Introduction to POS Tagging (Part 6 - Perceptron Tagger)
(Kristopher Kyle - Updated 2021-05-21)
In this tutorial, we will work with the Perceptron Tagger, which can approach state of the art accuracy, trains and tags quickly, and is reasonably simple. The original creator of this implementation (Mathew Honnibal, who created Spacy, wrote up a nice explanation of how the Perceptron Tagger works back in 2013.
The TLDR version is that a perceptron is a very simple neural net (see more in-depth explanations here and here).
In this tutorial, we will:
- briefly discuss some features of the tagger
- format our data for use with the tagger
- test a version with a very simple feature set (the same one we used in Tutorial 5)
- test a version with a rich feature set
- add a sentence and word tokenizer to create a fully functional POS tagger
All data for this tutorial can be downloaded here. In order to follow along with the tutorial, you will want to unzip the folder, create a new .py file in it (e.g., “part_6.py”), and set your working directory.
Getting data ready
Perceptron Tagger
Features
Two versions of the Perceptron Tagger program are included in the downloaded folder. The versions are identical except for the feature set. The simple version, which includes all of the features from tutorial 5 is included below. As we can see from the lines that are commented out, we can add a lot more features. Note that this function is embedded inside the PerceptronTagger() class - it is included below for illustrative purposes.

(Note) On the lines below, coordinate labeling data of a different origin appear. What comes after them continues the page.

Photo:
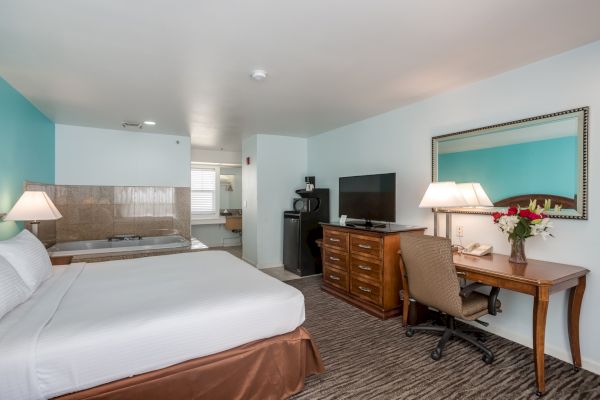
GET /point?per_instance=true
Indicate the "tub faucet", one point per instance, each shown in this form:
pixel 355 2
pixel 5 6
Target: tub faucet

def _get_features(self, i, word, context, prev, prev2):
'''Map tokens into a feature representation, implemented as a
{hashable: int} dict. If the features change, a new model must be
trained.
'''
def add(name, *args):
features[' '.join((name,) + tuple(args))] += 1
i += len(self.START)
features = defaultdict(int)
# It's useful to have a constant feature, which acts sort of like a prior
#From Kris: also possible given this code are prev2 (e.g., DT if our target tag is NN: DT JJ NN)
add('bias')
add('i suffix', context[i][-3:]) #current word suffix
add('i-1 tag', prev) #previous tag
add('i tag+i-2 tag', prev, prev2)
add('i word', context[i]) #current word
# add('i-1 tag+i word', prev, context[i]) #previous tag+word bigram
# add('i-1 word', context[i-1]) #previous word
# add('i+1 word', context[i+1]) #next word
# add('i pref1', word[0]) #first letter prefix
# add('i pref3', context[i][:3]) #first three letters prefix
# add('i-2 tag', prev2) # second previous tag
# add('i-1 suffix', context[i-1][-3:]) #previous suffix
# add('i-2 word', context[i-2]) #second previous word
# add('i+1 suffix', context[i+1][-3:]) #next word suffix
# add('i+2 word', context[i+2]) #second next word
return features
Other Variables We Can Adjust
The Perceptron Tagger takes advantage of an unambiguous word dictionary, which can be tuned based on the acceptable ambiguity levels (by default this is 97%) and the number of occurrences required before a word can possibly be considered “unambiguous” (by default this is set at 20). These parameters are set in the _make_tag_dict() function of the PerceptronTagger() class.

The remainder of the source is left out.